The three friends are silenced, because all their attempts to move Job to a penitent confession that his affliction is the punishment of his sins, have rebounded against this fact, that he was righteous in his own eyes, i.e., that he imagined himself righteous; and because they now (שׁבת of persons, in distinction from חדל, has the secondary notion of involuntariness) know of nothing more to say. Then Elihu's indignation breaks forth in two directions. First, concerning Job, that he justified himself מאלהים, i.e., not a Deo (so that He would be obliged to account him righteous, as Job 4:17), but prae Deo. Elihu rightly does not find it censurable in Job, that as a more commonly self-righteous man he in general does not consider himself a sinner, which the three insinuate of him (Job 15:14; Job 25:4), but that, declaring himself to be righteous, he brings upon God the appearance of injustice, or, as Jehovah also says further on, Job 40:8, that he condemns God in order that he may be able to maintain his own righteousness. Secondly, concerning the three, that they have found no answer by which they might have been able to disarm Job in his maintenance of his own righteousness at the expense of the divine justice, and that in consequence of this they have condemned Job. Hahn translates: so that they should have represented Job as guilty; but that they have not succeeded in stamping the servant of God as a רשׁע, would wrongly excite Elihu's displeasure. And Ewald translates: and that they had nevertheless condemned him (345, a); but even this was not the real main defect of their opposition.

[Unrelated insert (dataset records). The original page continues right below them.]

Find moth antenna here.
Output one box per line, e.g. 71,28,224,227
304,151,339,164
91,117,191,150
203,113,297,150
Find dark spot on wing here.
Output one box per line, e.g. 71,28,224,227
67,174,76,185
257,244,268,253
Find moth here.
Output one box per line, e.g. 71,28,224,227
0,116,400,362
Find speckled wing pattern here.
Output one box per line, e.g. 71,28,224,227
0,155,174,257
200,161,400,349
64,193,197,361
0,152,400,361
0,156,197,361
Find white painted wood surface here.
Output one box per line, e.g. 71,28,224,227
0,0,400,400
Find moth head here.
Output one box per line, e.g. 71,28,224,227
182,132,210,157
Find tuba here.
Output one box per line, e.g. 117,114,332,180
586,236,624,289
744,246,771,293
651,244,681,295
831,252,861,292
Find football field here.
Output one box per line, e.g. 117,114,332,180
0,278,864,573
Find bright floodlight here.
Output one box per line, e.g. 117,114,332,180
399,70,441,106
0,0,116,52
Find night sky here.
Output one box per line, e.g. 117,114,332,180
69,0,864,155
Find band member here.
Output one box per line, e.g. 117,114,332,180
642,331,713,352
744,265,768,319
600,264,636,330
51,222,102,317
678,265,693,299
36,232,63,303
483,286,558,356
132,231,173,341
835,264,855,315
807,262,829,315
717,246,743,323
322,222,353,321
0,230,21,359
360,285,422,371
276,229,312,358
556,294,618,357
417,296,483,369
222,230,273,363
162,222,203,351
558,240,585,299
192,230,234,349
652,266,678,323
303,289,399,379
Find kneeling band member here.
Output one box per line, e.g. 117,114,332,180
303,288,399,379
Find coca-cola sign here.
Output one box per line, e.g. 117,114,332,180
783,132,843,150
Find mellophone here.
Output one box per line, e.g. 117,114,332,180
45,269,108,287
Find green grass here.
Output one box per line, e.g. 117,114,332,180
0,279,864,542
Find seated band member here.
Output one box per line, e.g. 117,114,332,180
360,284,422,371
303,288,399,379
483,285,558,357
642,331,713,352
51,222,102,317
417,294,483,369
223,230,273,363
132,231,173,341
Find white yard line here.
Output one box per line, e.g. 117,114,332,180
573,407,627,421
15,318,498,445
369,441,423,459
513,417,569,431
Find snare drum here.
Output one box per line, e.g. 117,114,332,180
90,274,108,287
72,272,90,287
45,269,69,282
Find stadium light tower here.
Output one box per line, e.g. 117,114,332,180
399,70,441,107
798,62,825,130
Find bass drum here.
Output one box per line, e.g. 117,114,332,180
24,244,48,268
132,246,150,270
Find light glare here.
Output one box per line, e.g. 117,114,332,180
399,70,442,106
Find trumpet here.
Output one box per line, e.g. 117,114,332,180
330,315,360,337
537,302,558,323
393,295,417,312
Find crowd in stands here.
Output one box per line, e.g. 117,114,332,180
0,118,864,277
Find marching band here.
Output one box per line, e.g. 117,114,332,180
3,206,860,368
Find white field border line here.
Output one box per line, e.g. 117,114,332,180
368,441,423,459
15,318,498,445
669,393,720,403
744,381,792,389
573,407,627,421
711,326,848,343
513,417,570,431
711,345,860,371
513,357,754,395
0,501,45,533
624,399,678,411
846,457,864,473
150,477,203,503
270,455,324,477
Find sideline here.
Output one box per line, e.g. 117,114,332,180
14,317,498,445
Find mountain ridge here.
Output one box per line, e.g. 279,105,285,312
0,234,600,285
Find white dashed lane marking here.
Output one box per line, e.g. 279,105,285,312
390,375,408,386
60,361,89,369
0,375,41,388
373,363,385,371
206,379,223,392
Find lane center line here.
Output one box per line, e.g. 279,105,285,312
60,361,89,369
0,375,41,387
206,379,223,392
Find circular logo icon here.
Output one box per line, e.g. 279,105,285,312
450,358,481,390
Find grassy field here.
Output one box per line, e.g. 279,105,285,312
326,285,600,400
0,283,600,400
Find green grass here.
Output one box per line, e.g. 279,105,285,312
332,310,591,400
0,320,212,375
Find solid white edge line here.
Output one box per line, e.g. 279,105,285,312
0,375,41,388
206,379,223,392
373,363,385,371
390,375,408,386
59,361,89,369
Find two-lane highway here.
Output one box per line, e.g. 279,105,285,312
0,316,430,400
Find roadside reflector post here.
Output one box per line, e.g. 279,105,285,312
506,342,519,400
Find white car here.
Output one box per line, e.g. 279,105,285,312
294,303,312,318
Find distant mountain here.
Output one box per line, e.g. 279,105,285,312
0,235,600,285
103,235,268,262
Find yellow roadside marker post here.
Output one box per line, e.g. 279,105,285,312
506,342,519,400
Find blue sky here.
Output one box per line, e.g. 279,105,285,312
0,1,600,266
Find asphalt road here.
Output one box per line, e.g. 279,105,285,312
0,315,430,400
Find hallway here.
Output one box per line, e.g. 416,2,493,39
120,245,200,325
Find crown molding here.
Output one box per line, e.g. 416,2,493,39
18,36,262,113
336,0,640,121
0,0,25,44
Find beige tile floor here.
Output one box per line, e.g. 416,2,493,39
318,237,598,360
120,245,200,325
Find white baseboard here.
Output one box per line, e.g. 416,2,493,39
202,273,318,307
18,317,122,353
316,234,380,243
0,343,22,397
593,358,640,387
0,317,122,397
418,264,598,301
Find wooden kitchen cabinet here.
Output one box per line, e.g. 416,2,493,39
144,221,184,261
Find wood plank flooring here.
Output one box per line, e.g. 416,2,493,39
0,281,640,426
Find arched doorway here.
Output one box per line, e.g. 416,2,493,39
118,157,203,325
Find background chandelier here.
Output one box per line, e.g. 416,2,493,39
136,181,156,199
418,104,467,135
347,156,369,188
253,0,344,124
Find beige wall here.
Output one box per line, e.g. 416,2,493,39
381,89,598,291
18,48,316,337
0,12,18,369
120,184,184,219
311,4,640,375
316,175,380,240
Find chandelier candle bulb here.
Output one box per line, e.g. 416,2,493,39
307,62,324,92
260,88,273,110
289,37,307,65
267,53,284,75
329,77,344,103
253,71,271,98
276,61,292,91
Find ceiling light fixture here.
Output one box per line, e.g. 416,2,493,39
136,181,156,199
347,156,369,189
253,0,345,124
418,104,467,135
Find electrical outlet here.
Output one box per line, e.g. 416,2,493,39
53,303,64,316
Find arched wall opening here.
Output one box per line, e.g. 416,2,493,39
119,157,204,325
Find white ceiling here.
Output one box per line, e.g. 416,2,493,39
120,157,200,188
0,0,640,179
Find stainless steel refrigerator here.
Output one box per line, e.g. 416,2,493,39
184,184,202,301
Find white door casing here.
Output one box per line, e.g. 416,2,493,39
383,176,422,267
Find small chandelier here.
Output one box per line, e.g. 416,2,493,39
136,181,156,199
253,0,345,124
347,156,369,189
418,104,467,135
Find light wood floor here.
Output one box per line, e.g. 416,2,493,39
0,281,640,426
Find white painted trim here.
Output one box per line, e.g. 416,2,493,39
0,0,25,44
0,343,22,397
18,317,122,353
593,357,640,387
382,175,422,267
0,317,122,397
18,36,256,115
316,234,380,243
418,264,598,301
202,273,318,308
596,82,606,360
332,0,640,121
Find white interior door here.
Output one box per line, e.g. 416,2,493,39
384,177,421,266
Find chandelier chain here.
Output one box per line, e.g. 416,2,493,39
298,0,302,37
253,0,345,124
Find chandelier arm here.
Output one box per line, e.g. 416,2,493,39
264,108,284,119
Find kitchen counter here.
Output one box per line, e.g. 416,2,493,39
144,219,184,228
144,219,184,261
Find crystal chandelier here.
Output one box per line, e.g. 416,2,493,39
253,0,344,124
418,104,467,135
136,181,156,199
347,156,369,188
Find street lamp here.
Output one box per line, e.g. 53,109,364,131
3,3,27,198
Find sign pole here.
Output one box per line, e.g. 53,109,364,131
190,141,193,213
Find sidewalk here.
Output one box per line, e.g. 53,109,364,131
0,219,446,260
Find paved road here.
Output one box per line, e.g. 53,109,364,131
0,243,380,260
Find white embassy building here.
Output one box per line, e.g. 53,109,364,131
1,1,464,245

The fut. consec. describes the condemnation as the result of their inability to hit upon the right answer; it was a miserable expedient to which they had recourse. According to the Jewish view, ויּרשׁיעוּ את־איּוב is one of the eighteen תקוני סופרים (correctiones scribarum), since it should be וירשׁיעו את־האלהים. But it is not the friends who have been guilty of this sin of הרשׁיע against God, but Job, Job 40:8, to whom Elihu opposes the sentence אל לא־ירשׁיע, Job 34:12. Our judgment of another such tiqqûn, Job 7:20, was more favourable. That Elihu, notwithstanding the inward conviction to the contrary by which he is followed during the course of the controversial dialogue, now speaks for the first time, is explained by what follows.